O perdão como moeda eleitoral: quando a anistia vira promessa de campanha
A declaração de Zema sobre os condenados do 8 de Janeiro não é novidade histórica — mas é um sinal de alerta filosófico que não podemos ignorar

Romeu Zema prometeu, em entrevista recente, perdoar os condenados pelos ataques do 8 de Janeiro caso seja eleito presidente. A declaração causou reação imediata, mas o movimento em si não é inédito na história política. O que merece atenção não é apenas o mérito jurídico da promessa — afinal, o perdão presidencial existe como instituto legal no ordenamento brasileiro —, mas o que ela revela sobre o uso instrumental da memória coletiva em tempo de campanha.
Hannah Arendt, em 'A Condição Humana', dedicou páginas fundamentais ao papel do perdão na vida política. Para ela, perdoar não é apagar o passado, mas liberar o futuro de ser eternamente determinado por um ato irreversível. É um gesto profundamente humano. O problema surge quando o perdão deixa de ser um ato de reconciliação genuína e se transforma em moeda de troca eleitoral — quando ele não cura uma ferida coletiva, mas a instrumentaliza. Nesse caso, estamos diante não do perdão arendtiano, mas de sua falsificação.
Os eventos de 8 de Janeiro de 2023 foram documentados, filmados e julgados pelo sistema judicial brasileiro. O Supremo Tribunal Federal conduziu processos com direito à ampla defesa.
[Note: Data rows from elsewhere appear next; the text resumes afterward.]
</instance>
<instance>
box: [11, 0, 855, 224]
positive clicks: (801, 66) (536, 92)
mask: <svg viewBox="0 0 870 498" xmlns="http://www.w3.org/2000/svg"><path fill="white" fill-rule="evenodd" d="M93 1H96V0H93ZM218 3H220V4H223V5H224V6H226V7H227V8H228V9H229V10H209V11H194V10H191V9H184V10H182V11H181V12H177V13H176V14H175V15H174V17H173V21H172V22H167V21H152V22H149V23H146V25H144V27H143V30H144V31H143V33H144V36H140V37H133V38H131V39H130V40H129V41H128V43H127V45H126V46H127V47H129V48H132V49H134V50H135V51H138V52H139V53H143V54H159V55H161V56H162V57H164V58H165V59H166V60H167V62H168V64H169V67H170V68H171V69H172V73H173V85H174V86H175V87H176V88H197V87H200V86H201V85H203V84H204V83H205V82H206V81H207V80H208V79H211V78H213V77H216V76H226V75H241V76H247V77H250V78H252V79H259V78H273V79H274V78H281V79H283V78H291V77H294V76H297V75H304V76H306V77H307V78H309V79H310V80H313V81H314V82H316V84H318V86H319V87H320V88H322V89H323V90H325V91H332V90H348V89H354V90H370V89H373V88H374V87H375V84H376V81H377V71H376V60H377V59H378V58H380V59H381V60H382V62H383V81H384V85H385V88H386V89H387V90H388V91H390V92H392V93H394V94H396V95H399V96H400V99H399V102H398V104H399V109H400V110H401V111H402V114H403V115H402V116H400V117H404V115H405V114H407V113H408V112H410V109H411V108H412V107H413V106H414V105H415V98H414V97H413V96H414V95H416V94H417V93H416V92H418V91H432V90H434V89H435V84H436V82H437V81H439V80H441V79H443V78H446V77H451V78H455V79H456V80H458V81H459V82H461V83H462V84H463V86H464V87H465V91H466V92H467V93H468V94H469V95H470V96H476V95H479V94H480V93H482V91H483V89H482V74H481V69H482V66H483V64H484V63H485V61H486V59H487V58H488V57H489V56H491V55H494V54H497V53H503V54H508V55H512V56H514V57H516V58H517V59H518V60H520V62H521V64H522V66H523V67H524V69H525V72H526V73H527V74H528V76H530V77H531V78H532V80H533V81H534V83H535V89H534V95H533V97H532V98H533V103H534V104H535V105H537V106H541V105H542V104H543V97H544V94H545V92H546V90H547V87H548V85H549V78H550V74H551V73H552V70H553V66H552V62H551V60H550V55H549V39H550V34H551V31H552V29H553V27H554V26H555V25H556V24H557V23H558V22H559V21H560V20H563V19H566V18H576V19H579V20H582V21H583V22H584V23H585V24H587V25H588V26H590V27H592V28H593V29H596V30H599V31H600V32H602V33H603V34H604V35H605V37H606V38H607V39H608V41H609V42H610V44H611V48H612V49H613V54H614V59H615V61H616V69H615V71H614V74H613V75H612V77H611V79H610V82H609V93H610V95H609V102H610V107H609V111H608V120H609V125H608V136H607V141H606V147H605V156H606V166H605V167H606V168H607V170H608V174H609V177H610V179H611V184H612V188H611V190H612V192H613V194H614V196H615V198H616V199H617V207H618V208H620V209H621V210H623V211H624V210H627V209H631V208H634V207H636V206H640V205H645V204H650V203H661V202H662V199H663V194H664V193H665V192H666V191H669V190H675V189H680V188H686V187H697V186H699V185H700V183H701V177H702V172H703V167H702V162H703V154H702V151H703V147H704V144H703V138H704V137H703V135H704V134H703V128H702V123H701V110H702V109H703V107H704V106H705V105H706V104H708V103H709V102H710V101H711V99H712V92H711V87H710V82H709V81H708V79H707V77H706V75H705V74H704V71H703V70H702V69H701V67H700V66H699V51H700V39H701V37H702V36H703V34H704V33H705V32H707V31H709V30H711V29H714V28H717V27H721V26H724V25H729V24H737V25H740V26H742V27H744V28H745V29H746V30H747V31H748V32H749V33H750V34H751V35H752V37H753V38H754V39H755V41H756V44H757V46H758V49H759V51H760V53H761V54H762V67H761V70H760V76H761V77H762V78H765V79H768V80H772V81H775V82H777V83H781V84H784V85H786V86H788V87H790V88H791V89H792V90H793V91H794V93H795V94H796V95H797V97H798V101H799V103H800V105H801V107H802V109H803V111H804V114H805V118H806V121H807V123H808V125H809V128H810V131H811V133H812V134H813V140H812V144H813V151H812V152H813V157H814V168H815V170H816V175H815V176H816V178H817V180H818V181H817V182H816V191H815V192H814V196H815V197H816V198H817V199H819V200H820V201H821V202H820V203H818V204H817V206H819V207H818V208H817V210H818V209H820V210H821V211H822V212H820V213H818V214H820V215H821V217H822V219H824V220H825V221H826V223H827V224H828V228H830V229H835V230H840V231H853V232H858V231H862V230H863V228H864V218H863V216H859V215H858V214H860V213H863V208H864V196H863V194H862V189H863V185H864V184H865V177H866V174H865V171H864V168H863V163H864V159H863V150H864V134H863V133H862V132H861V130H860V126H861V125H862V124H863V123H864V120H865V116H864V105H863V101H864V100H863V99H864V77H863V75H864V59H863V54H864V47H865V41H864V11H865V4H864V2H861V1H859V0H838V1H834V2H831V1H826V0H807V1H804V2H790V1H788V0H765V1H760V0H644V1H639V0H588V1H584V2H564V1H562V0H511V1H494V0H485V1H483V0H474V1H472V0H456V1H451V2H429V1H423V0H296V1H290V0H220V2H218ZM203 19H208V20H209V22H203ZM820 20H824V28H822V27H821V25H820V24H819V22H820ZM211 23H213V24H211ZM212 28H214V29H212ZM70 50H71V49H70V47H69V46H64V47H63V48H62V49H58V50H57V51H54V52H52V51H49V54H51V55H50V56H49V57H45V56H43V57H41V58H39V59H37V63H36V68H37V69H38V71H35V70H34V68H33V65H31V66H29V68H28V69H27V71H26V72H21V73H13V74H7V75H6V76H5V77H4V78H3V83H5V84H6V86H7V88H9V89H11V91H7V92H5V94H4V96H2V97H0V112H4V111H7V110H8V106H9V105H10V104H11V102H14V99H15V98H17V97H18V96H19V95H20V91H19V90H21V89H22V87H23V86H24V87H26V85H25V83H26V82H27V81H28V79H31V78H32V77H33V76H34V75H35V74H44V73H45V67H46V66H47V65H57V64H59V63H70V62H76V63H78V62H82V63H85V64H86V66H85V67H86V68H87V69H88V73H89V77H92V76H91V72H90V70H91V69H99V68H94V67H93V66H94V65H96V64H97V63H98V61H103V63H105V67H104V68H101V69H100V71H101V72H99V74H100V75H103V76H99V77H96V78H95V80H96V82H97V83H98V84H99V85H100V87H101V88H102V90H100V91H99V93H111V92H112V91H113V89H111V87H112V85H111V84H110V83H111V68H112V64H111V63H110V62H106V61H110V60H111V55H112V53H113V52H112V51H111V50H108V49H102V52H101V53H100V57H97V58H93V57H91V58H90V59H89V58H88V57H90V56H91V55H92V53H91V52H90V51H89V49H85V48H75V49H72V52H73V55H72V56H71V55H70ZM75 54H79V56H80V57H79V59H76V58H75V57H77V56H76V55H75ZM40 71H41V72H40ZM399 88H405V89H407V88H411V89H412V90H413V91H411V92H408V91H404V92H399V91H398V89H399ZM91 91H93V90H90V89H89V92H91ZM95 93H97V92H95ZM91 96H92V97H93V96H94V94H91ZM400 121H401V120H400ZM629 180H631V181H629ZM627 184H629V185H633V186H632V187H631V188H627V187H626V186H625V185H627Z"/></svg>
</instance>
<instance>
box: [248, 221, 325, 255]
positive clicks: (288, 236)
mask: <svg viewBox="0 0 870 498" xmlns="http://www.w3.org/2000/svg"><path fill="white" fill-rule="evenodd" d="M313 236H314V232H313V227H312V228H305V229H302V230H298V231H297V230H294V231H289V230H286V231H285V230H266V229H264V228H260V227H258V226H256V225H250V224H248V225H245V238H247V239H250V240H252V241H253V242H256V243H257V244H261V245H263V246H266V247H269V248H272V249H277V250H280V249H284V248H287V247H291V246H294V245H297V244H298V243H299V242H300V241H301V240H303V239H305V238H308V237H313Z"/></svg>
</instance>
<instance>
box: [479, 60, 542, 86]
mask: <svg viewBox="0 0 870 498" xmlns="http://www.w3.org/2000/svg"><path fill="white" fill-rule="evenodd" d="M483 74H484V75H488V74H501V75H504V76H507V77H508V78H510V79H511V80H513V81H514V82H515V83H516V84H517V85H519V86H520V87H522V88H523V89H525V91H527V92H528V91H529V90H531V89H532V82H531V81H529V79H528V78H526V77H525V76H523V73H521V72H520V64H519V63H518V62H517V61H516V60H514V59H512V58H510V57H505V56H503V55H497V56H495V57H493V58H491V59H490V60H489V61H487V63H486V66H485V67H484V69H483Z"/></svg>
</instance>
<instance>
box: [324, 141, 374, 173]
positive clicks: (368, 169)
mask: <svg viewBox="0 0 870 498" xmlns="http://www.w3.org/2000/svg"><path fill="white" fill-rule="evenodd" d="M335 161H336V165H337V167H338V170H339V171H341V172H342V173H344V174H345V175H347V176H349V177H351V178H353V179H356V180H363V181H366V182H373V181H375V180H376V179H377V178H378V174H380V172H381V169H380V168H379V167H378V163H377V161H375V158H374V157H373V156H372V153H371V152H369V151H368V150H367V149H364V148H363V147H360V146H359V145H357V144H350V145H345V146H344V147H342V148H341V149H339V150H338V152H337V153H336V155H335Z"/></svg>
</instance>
Prometer reverter essas condenações por decreto presidencial é, no mínimo, uma confusão deliberada entre os poderes da República — ou, no máximo, um aceno calculado a uma base eleitoral que ainda não reconhece a gravidade do que aconteceu naquele dia.
Há um precedente histórico desconfortável aqui. A Lei de Anistia de 1979, aprovada durante a ditadura militar, foi desenhada de forma a proteger também os agentes do Estado responsáveis por torturas e mortes. Décadas depois, o Brasil ainda colhe os frutos amargos dessa impunidade institucionalizada: a dificuldade de processar crimes de Estado, a persistência de uma cultura autoritária nas forças de segurança, o silêncio sobre os desaparecidos políticos. Anistias concedidas por conveniência política — e não por justiça restaurativa — tendem a não curar sociedades. Tendem a adiar seus traumas.
O momento eleitoral que o Brasil vive, com candidaturas se posicionando em todo o espectro, exige que a sociedade civil faça uma distinção clara: há diferença entre debater políticas de reintegração social para condenados — o que é legítimo — e prometer reverter julgamentos como gesto de fidelidade a um grupo político específico. O primeiro é política pública. O segundo é, para usar um termo filosófico preciso, demagogia — governo pela lisonja, não pela razão.
Arendt também nos lembrou que a política começa onde termina a violência. O 8 de Janeiro foi, em sua essência, uma tentativa de substituir o resultado das urnas pela força. Tratar seus condenados como mártires não é um ato de generosidade republicana. É a continuação, por outros meios, do mesmo gesto antidemocrático.